Interestingly, this bleak economic vision is what many AI visionaries appear to anticipate. For instance, OpenAI, the creator of ChatGPT and DALL-E, defines Artificial General Intelligence (AGI) as "highly autonomous systems that outperform humans at most economically valuable work." In a 2023 bestseller, AI pioneer Mustafa Suleyman questions, “If the coming wave is as general and wide-ranging as it appears, how will humans compete?”
The most generous interpretation of these foreboding statements is that they are probably incorrect—a simplification of the complexity of innovation to merely a dimension of automation. Do these technology leaders believe that power tools devalue the skills of contractors, or that airplanes outperform their passengers? The latter question is nonsensical. Airplanes are not our competitors; they are tools that enable us to fly.
Merely replicating existing capabilities more efficiently and cheaply is a modest achievement. The most valuable tools enhance human abilities and unlock new realms of possibility. The more mundane ones marginally improve upon existing tools.

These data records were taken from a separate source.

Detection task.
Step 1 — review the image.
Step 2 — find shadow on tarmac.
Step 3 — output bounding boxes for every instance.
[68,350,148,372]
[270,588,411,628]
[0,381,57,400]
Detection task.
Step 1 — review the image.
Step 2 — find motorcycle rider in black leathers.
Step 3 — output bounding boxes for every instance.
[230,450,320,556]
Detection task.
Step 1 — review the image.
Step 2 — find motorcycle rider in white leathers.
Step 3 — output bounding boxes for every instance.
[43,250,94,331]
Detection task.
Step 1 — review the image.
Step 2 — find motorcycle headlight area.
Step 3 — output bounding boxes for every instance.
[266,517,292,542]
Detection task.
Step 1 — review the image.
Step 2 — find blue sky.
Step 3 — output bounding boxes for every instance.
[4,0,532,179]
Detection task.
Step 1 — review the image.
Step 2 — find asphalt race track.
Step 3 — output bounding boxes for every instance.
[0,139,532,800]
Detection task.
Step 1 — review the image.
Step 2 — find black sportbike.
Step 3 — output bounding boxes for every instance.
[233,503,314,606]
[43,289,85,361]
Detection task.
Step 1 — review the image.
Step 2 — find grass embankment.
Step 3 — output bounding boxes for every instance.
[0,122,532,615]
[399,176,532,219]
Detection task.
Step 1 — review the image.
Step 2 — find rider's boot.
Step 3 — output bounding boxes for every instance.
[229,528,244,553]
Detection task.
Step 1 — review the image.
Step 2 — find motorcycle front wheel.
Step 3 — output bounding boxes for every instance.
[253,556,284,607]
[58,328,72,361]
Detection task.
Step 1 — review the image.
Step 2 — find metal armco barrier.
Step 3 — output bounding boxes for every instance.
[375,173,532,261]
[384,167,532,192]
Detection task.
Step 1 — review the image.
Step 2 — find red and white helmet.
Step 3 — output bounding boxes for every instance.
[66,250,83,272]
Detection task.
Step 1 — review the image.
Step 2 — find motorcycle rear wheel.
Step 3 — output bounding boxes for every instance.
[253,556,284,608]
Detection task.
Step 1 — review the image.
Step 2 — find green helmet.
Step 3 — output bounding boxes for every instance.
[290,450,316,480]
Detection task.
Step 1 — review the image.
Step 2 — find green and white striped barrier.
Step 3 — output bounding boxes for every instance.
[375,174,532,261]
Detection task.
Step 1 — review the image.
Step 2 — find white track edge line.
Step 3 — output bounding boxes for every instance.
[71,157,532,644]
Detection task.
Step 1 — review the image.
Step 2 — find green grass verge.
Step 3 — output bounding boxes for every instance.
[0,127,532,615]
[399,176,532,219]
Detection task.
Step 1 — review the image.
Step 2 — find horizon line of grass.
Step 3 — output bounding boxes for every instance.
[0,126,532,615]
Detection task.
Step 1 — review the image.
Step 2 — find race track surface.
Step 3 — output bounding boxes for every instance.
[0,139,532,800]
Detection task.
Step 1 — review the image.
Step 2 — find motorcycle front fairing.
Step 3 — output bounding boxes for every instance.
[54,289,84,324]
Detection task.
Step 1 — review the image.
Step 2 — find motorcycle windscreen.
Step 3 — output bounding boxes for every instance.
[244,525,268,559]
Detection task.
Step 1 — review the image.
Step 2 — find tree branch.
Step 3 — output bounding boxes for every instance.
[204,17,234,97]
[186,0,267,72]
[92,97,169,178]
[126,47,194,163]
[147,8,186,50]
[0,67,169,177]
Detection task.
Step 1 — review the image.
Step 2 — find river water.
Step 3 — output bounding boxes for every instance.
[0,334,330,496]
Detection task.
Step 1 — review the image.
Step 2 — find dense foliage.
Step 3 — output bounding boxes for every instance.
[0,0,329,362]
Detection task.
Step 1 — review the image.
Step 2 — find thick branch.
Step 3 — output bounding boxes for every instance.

My Maytag washing machine may have more computing power than the first Apollo spacecraft, and I can operate it remotely from anywhere in the world, but it's never going to land on the moon. If AGI merely improves our existing tools rather than enabling groundbreaking achievements like a moon landing, it isn’t AGI that has let us down; rather, we have not leveraged its full potential.
Amidst widespread media hype about an AI-induced apocalypse, it's easy to overlook that the industrialized world currently has more jobs than it does workers. The question isn't whether there will be jobs—we will have them—but whether they will be the jobs we desire.
For the fortunate, work provides purpose, community, and respect. However, the quality and dignity of a significant number of jobs have diminished over the past four decades as computerization has advanced and inequality has become more pervasive.
AI presents a genuine threat to labor markets, not in the form of a technologically jobless future, but through the devaluation of expertise.
AI offers a unique opportunity to reverse current trends—extending the relevance, reach, and value of human expertise to a broader workforce. This could not only reduce earnings inequality and decrease the costs of essential services such as healthcare and education, but it could also help restore the quality, prestige, and autonomy that many workers and jobs have lost.
This alternative path is not a guaranteed outcome of AI development. However, it is technologically feasible, economically sensible, and morally appealing. Given this potential, we should focus not on what AI will do to us, but on what we want AI to do for us.